Son calvaire, Isabelle en a fait part aux autorités après beaucoup d’hésitations. Mais d’après elle, ces dernières semblent faire la sourde oreille. «Je me suis rendue au poste de police de ma localité à trois reprises pour savoir quoi faire pour bénéficier d’un Protection Orderet récupérer mon fils. Personne n’est jamais revenu vers moi.»Elle compte à présent se tourner vers la Police Family Protection Unit (PFPU) dans l’espoir que son cas soit enfin pris en considération. 

 

Fatima, quant à elle, a vécu un martyr entre les mains de son compagnon pendant huit longues années. Ce n’est qu’en février dernier qu’elle a rapporté le cas à la police. Lorsque son époux a appris qu’elle avait entamé des démarches auprès des autorités, il est entré dans une colère noire et l’a agressée de plus belle.
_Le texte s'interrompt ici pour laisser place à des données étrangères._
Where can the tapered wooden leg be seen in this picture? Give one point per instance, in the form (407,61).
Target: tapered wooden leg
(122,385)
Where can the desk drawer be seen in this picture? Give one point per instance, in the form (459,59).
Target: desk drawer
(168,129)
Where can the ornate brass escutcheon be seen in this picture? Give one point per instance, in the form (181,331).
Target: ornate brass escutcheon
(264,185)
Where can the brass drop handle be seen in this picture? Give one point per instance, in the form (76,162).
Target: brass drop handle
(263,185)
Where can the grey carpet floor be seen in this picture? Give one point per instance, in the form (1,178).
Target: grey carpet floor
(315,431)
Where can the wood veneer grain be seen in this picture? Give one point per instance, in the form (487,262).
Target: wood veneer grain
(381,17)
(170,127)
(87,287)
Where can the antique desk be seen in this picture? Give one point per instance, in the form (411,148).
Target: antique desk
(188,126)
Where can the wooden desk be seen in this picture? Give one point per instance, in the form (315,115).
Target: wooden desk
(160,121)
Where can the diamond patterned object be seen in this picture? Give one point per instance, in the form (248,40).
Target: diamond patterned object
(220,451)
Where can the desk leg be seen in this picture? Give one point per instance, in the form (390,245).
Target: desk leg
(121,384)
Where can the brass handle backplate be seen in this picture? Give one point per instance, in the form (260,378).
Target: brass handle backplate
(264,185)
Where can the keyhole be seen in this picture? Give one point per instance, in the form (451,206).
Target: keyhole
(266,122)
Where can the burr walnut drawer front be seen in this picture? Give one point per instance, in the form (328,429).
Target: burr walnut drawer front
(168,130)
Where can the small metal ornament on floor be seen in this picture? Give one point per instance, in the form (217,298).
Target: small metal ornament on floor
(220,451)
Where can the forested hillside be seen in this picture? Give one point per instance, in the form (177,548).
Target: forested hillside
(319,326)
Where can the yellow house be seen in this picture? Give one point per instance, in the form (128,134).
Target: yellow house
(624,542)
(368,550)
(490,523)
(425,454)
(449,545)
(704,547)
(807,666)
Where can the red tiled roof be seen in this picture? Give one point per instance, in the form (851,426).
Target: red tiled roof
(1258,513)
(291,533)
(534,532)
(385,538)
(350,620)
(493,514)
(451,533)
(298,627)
Le fait que la Cour a approuvé sa demande pour l’obtention d’un Protection Order en juin ne semble avoir aucun effet sur son mari, a-t-elle confié sur les ondes de Radio One, mercredi, lorsqu’elle est intervenue dans l’émission Enquête en direct

 

Peu après son intervention, un groupe d’individus – qui seraient des proches de sa belle famille – ont débarqué à la radio et s’en sont pris au vigile. Ils auraient également proféré des menaces de mort à son encontre. Un suspect a été arrêté par la police dans le cadre de cette affaire.